# Taiji Zhang



## Ma_Kuiwu (Jul 3, 2003)

*Are any of  you familliar with the form "Parting the Mist with the Palms" or Taiji Zhang? The form seems to be a set exclusively taught by disciples of the late Grandmaster Zhao Zhuxi (Chiu Chuk Kai).
My Shifu  teaches this set as the first form in the Taiji system, tho there are some Chen family forms included. Are ther eany Chuk-Kai lineage Taiji practitoners out there?*


----------



## arnisador (Jul 4, 2003)

I don't recognize it!


----------



## Taiji fan (Jul 7, 2003)

haven't heard of 'parting the mist with palms'  but in Beijing, Professor Zhang Guangde teaches a taiji form called Daoyin Taiji Zhang....apparently he invented it.....


----------



## Ken JP Stuczynski (Jul 7, 2003)

Various romanizations of Supreme Ultimate Fist:

Tai Chi Ch'uan (old Wade-Giles)
Taijiquan / Taiji Quan (Pinyin)
Taiji Zhang (Pinyin, but may imply "palm" instead of "fist")

In other words, it may be splitting hairs to say Taiji Zhang is not just a variation of Taijiquan.

Someone please correct me if this is in error.


----------



## Ma_Kuiwu (Jul 7, 2003)

I didnt say that it wasnt Taijiquan. 

I am familliar with the Chinese language (moreso with Hanyu Pinyin than Wade-Giles) and I assure you the translation is correct, its not actually mine. Its something all on its own.

Taiji Zhang is simply a rare set of Taiji that was taught to Grandmaster Zhao Zhuxi by a Taoist Monk during the Qin Dynasty.

The form involves no punching techniques, and I was simply trying to find any of Grandmaster Zhao Zhuxies students or members of his lineage to compare or take notes from.
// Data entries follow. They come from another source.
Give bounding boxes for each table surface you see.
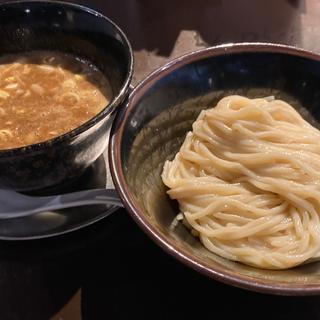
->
[2,0,320,319]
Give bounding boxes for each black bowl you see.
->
[0,0,133,191]
[110,43,320,295]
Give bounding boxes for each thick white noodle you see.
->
[162,95,320,269]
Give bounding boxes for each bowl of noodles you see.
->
[109,43,320,295]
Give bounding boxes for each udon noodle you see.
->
[162,95,320,269]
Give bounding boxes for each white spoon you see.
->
[0,188,123,219]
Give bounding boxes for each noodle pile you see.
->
[162,95,320,269]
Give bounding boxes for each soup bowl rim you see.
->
[0,0,133,156]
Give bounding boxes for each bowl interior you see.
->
[0,1,131,108]
[116,47,320,293]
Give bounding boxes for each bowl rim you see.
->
[0,0,133,156]
[109,42,320,295]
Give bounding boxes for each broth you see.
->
[0,51,111,150]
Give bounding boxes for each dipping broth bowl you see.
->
[0,0,133,191]
[110,43,320,295]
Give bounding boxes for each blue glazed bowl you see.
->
[0,0,133,191]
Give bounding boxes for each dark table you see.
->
[2,1,320,319]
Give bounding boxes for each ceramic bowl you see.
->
[110,43,320,295]
[0,0,133,191]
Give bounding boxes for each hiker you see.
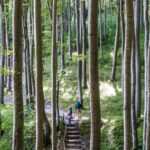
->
[75,100,81,118]
[67,105,73,124]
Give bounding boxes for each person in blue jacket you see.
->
[75,100,81,118]
[67,105,72,124]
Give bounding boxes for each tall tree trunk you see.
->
[111,0,120,81]
[0,1,6,104]
[120,0,125,54]
[34,0,44,149]
[143,0,149,149]
[68,0,72,59]
[82,0,87,89]
[22,16,29,106]
[89,0,101,149]
[56,80,60,128]
[140,0,144,28]
[43,110,51,147]
[51,0,57,149]
[12,0,24,149]
[131,22,138,150]
[146,39,150,150]
[120,0,125,95]
[76,0,83,107]
[104,0,107,38]
[99,0,102,53]
[28,6,35,100]
[123,0,133,149]
[5,0,11,92]
[60,14,65,70]
[23,9,34,108]
[134,0,141,119]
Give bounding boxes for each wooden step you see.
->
[67,131,80,135]
[65,148,81,150]
[65,143,81,149]
[65,139,81,144]
[66,134,80,139]
[67,127,78,131]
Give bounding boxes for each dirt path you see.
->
[4,95,89,122]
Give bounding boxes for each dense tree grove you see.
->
[0,0,150,149]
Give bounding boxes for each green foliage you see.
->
[79,120,90,136]
[0,105,36,150]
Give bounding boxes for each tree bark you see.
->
[0,1,6,104]
[60,14,65,70]
[89,0,101,149]
[51,0,57,149]
[34,0,44,149]
[99,0,102,53]
[81,0,87,89]
[5,0,12,92]
[76,0,83,107]
[123,0,133,149]
[120,0,125,95]
[111,0,120,81]
[134,0,141,119]
[12,0,24,149]
[68,0,72,59]
[146,37,150,150]
[104,0,107,38]
[131,21,138,150]
[56,80,60,128]
[143,0,149,149]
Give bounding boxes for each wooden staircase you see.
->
[65,124,82,150]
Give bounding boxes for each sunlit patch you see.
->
[61,92,73,100]
[110,52,114,58]
[100,81,116,98]
[43,86,50,92]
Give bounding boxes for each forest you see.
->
[0,0,150,150]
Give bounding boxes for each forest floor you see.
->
[4,94,89,121]
[4,94,91,149]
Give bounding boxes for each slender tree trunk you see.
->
[51,0,57,149]
[120,0,125,54]
[22,17,29,106]
[60,14,65,70]
[104,0,107,38]
[5,0,11,92]
[23,9,34,108]
[24,47,29,106]
[89,0,101,149]
[134,0,141,119]
[34,0,44,149]
[43,110,51,147]
[143,0,149,149]
[120,0,125,95]
[68,0,72,59]
[140,0,144,28]
[56,80,60,128]
[28,6,35,101]
[131,22,138,150]
[111,0,120,81]
[0,1,6,104]
[123,0,133,149]
[4,0,8,88]
[76,0,83,107]
[82,0,87,89]
[146,39,150,150]
[12,0,24,149]
[99,0,102,53]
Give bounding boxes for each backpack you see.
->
[68,108,72,115]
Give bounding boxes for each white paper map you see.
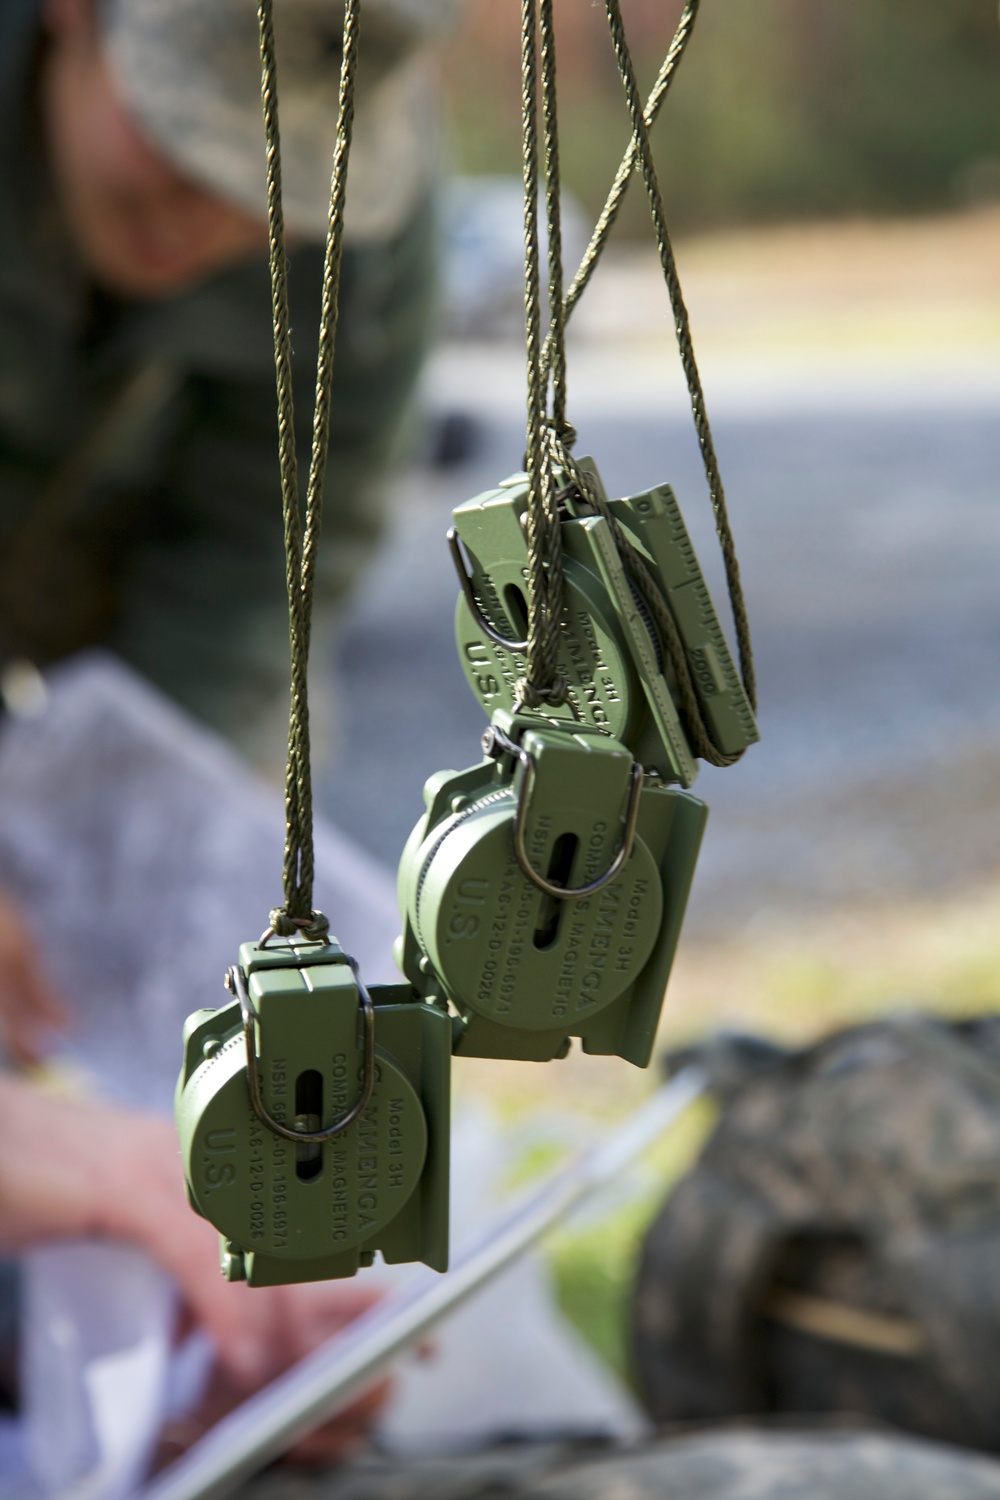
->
[0,651,401,1112]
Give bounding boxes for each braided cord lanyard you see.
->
[519,0,567,709]
[519,0,757,758]
[258,0,361,938]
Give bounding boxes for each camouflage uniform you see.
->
[0,0,439,750]
[631,1015,1000,1452]
[234,1428,1000,1499]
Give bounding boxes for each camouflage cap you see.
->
[100,0,456,241]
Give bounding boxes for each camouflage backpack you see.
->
[229,1014,1000,1500]
[631,1013,1000,1452]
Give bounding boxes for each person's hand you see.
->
[0,889,70,1065]
[158,1283,390,1469]
[0,1078,390,1461]
[118,1120,392,1465]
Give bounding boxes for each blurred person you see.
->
[0,0,452,1458]
[1,0,445,750]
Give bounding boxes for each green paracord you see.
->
[517,0,756,756]
[257,0,361,938]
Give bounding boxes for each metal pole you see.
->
[139,1067,705,1500]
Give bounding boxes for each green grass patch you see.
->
[546,1096,717,1384]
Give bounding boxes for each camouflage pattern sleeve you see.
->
[231,1428,1000,1500]
[108,195,438,753]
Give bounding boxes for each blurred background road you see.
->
[321,208,1000,965]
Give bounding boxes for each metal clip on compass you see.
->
[174,0,450,1287]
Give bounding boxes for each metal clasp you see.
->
[485,725,644,901]
[447,528,529,653]
[227,958,375,1144]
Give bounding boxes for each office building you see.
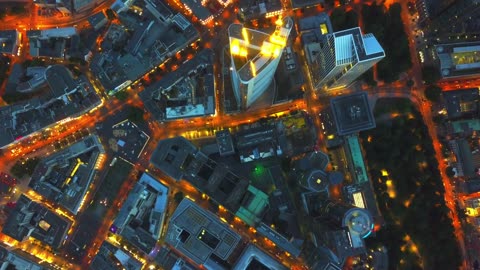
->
[112,173,169,254]
[330,92,376,136]
[315,199,374,260]
[228,17,293,109]
[0,30,20,56]
[2,195,72,249]
[233,244,287,270]
[90,241,143,270]
[436,42,480,80]
[310,27,384,92]
[165,198,241,269]
[0,244,45,270]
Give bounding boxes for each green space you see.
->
[362,3,411,82]
[10,157,40,179]
[127,106,146,124]
[361,98,461,270]
[0,55,10,90]
[330,7,359,31]
[86,158,132,217]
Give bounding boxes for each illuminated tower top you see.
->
[228,17,293,109]
[229,17,292,82]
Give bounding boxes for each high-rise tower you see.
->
[311,27,384,92]
[228,17,293,109]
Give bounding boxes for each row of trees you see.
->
[362,98,461,270]
[362,3,411,82]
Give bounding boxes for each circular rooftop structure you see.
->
[328,171,344,185]
[305,170,329,192]
[343,208,373,238]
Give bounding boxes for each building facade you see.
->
[229,17,293,109]
[311,27,384,93]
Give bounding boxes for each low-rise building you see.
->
[0,65,101,149]
[88,12,108,31]
[89,241,143,270]
[0,244,46,270]
[112,173,169,254]
[2,195,72,249]
[165,198,241,269]
[233,244,287,270]
[29,136,104,215]
[0,30,20,56]
[140,50,215,121]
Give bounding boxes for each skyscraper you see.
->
[310,27,384,92]
[228,17,293,109]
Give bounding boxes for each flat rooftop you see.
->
[233,244,287,270]
[330,91,375,135]
[165,198,241,266]
[140,49,215,121]
[151,136,250,212]
[29,136,104,215]
[2,195,72,249]
[90,241,143,270]
[112,173,169,254]
[436,42,480,79]
[333,27,385,64]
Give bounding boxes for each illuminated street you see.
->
[0,0,476,269]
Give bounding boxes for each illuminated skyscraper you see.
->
[228,17,293,109]
[311,27,384,92]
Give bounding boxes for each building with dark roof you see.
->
[330,92,376,136]
[27,27,78,58]
[2,195,72,249]
[450,138,478,178]
[89,241,143,270]
[233,244,287,270]
[443,88,479,119]
[154,246,196,270]
[90,8,199,95]
[88,12,108,31]
[216,130,235,156]
[291,0,324,9]
[151,136,251,212]
[180,0,213,24]
[256,222,302,257]
[0,244,46,270]
[165,198,241,268]
[314,199,374,261]
[112,173,169,254]
[140,50,215,121]
[29,136,104,215]
[0,67,101,149]
[299,13,332,45]
[238,0,282,20]
[0,30,20,56]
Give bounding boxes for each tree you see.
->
[174,192,184,204]
[128,106,145,124]
[10,158,40,179]
[105,9,116,20]
[445,166,455,178]
[114,91,128,101]
[422,65,441,84]
[425,85,442,102]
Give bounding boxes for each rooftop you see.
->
[233,244,287,270]
[0,244,44,270]
[216,130,235,156]
[29,136,104,215]
[112,173,169,254]
[0,30,19,55]
[442,87,479,119]
[2,195,72,249]
[151,136,250,212]
[90,241,143,270]
[332,27,385,64]
[298,13,332,44]
[165,198,241,266]
[436,42,480,79]
[228,17,293,82]
[239,0,282,20]
[330,91,376,135]
[181,0,212,22]
[140,50,215,121]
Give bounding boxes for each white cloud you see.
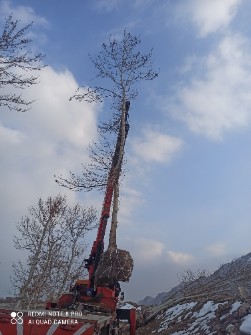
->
[131,128,183,163]
[178,55,198,74]
[25,67,98,148]
[119,186,144,226]
[0,123,26,145]
[167,250,194,264]
[0,64,102,297]
[0,0,48,27]
[177,0,242,37]
[133,0,154,9]
[0,65,100,240]
[205,243,227,256]
[169,33,251,139]
[132,238,164,262]
[95,0,124,11]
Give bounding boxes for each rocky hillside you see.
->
[138,292,168,306]
[134,252,251,334]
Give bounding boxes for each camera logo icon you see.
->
[10,311,23,324]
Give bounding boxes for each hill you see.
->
[138,292,168,306]
[134,252,251,334]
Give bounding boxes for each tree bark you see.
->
[109,181,119,249]
[108,99,127,249]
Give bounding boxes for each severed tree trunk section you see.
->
[108,98,127,250]
[95,99,134,285]
[108,181,119,249]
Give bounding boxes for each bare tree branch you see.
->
[57,30,158,192]
[0,14,45,112]
[12,195,97,308]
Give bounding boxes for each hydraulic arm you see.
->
[85,100,130,289]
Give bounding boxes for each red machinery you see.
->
[54,100,131,312]
[0,101,136,335]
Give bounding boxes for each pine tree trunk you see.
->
[95,99,134,286]
[108,98,127,249]
[109,181,119,249]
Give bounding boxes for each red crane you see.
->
[0,101,136,335]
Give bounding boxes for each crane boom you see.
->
[85,100,130,288]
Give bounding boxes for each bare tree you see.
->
[12,195,97,308]
[56,30,158,285]
[0,14,45,112]
[56,30,158,192]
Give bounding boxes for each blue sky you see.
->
[1,0,251,302]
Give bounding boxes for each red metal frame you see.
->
[86,179,114,289]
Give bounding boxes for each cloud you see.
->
[95,0,124,11]
[0,123,26,144]
[0,64,99,245]
[0,0,49,50]
[119,186,144,226]
[0,0,49,27]
[167,251,194,264]
[131,128,183,163]
[28,68,99,147]
[0,65,101,297]
[132,238,164,262]
[177,0,242,37]
[0,66,99,149]
[205,243,227,256]
[132,0,154,9]
[168,33,251,139]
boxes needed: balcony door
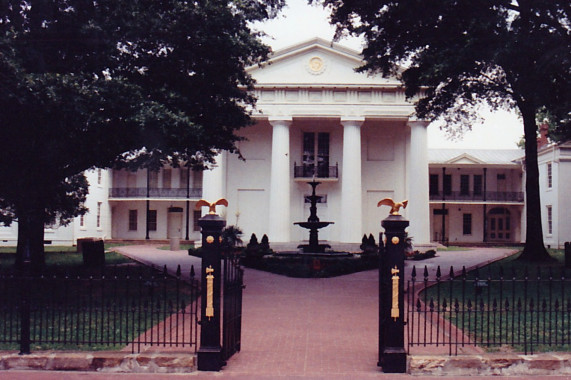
[303,132,330,178]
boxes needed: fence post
[197,212,226,371]
[378,213,409,373]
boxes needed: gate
[222,250,244,361]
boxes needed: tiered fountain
[294,180,334,253]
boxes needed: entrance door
[488,207,511,241]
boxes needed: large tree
[0,0,284,271]
[319,0,571,260]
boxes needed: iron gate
[222,250,244,362]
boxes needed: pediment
[247,37,400,87]
[446,153,486,165]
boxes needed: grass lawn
[0,246,197,352]
[418,248,570,353]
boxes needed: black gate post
[378,213,408,373]
[197,211,226,371]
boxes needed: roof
[428,149,524,166]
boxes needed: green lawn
[417,249,570,353]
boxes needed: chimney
[537,121,549,149]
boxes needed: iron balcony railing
[429,191,524,202]
[294,162,339,179]
[109,187,202,199]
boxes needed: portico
[219,38,431,246]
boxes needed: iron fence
[407,265,571,355]
[0,265,199,353]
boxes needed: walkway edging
[410,353,571,376]
[0,351,196,373]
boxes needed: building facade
[537,141,571,249]
[428,149,525,245]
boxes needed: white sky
[254,0,524,150]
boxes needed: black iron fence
[293,163,339,179]
[221,251,245,362]
[407,265,571,355]
[0,265,199,353]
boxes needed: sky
[254,0,524,150]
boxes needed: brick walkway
[115,245,519,377]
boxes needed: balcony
[429,191,524,203]
[294,163,339,179]
[109,187,202,199]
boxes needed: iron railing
[294,163,338,179]
[0,265,199,353]
[221,251,244,361]
[407,265,571,355]
[109,187,202,198]
[429,191,524,202]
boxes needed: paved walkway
[113,245,518,377]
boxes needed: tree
[0,0,284,271]
[319,0,570,261]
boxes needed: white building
[2,38,568,250]
[428,149,525,245]
[537,140,571,249]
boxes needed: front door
[488,207,511,241]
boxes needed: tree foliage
[0,0,284,270]
[320,0,570,260]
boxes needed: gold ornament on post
[196,198,228,215]
[205,266,215,320]
[391,266,400,321]
[377,198,408,216]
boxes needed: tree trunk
[15,208,46,273]
[518,104,551,261]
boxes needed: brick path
[114,245,519,377]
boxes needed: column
[407,120,430,244]
[201,151,226,216]
[340,119,363,243]
[268,119,292,242]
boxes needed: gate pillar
[197,211,226,371]
[378,213,409,373]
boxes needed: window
[547,205,553,235]
[96,202,102,228]
[463,213,472,235]
[162,169,172,189]
[473,175,483,195]
[180,168,189,188]
[149,170,159,188]
[97,169,102,185]
[497,174,506,180]
[129,210,138,231]
[302,132,330,177]
[460,175,470,195]
[443,175,452,196]
[193,210,202,232]
[148,210,157,231]
[429,174,439,196]
[547,162,552,189]
[79,214,85,228]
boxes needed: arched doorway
[487,207,512,242]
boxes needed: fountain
[294,180,334,253]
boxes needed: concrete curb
[0,351,196,373]
[409,353,571,376]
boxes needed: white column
[201,151,226,216]
[340,119,363,243]
[268,119,292,242]
[407,121,430,244]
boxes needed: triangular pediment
[247,37,400,87]
[446,153,486,165]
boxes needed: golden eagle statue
[195,198,228,214]
[377,198,408,216]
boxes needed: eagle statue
[377,198,408,216]
[195,198,228,214]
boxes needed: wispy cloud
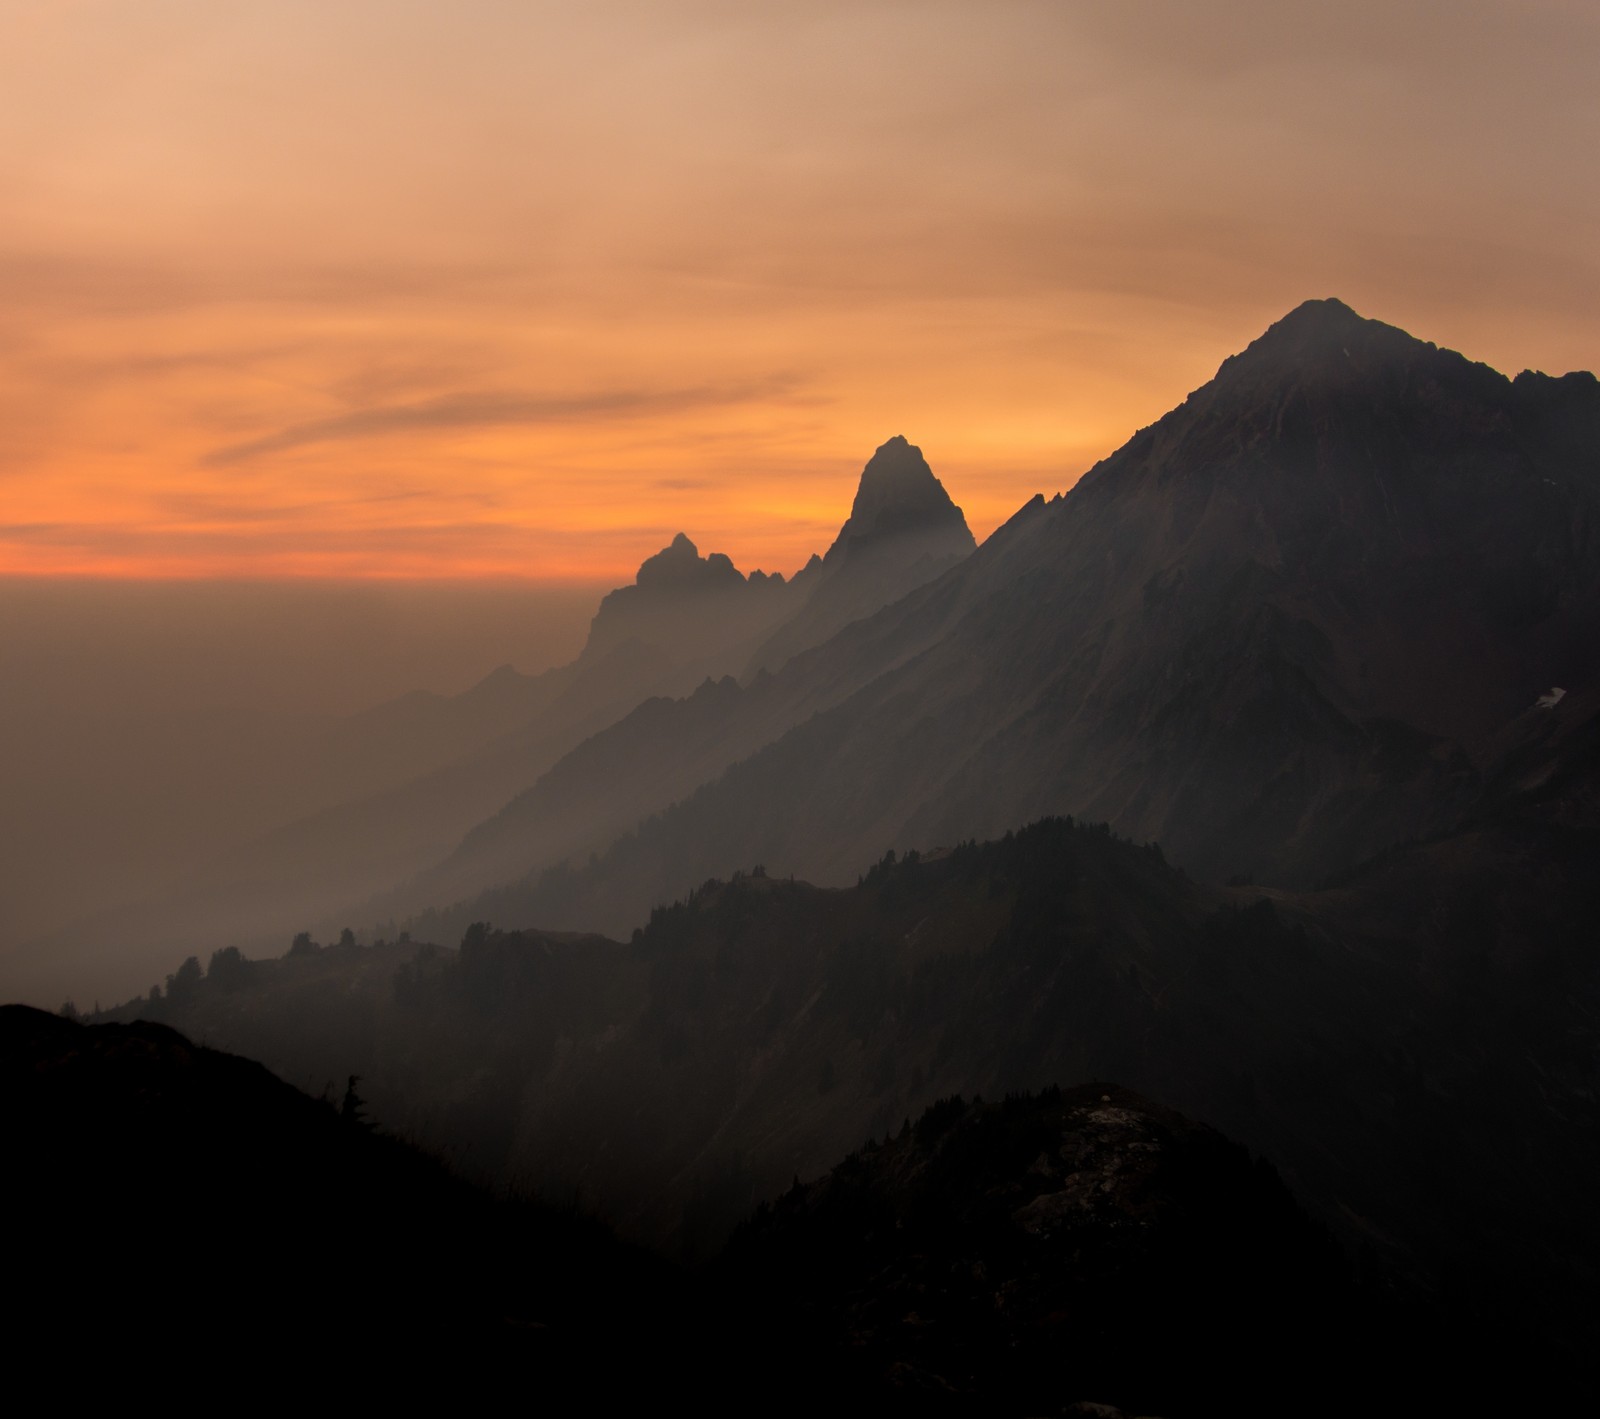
[202,380,800,467]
The form is only taught (as far as I know) by Students of Grandmaster Zhao, and not all of them at that. It is very rare.

Regards,
Kuiwu


----------



## Taiji fan (Jul 8, 2003)

the Taiji Zhang form I saw, looked mostly like a combined form that included palpation of your own acupressure points at various points during the form.  The form itself appears quite dance like and was designed purely as an exercise, it appears to have little combat value.  It doesn't sound as if it is the one you are asking about other than in name only....


----------



## Ma_Kuiwu (Jul 8, 2003)

Nope. Master Lee's Taiji Zhang will whip your a$$.


----------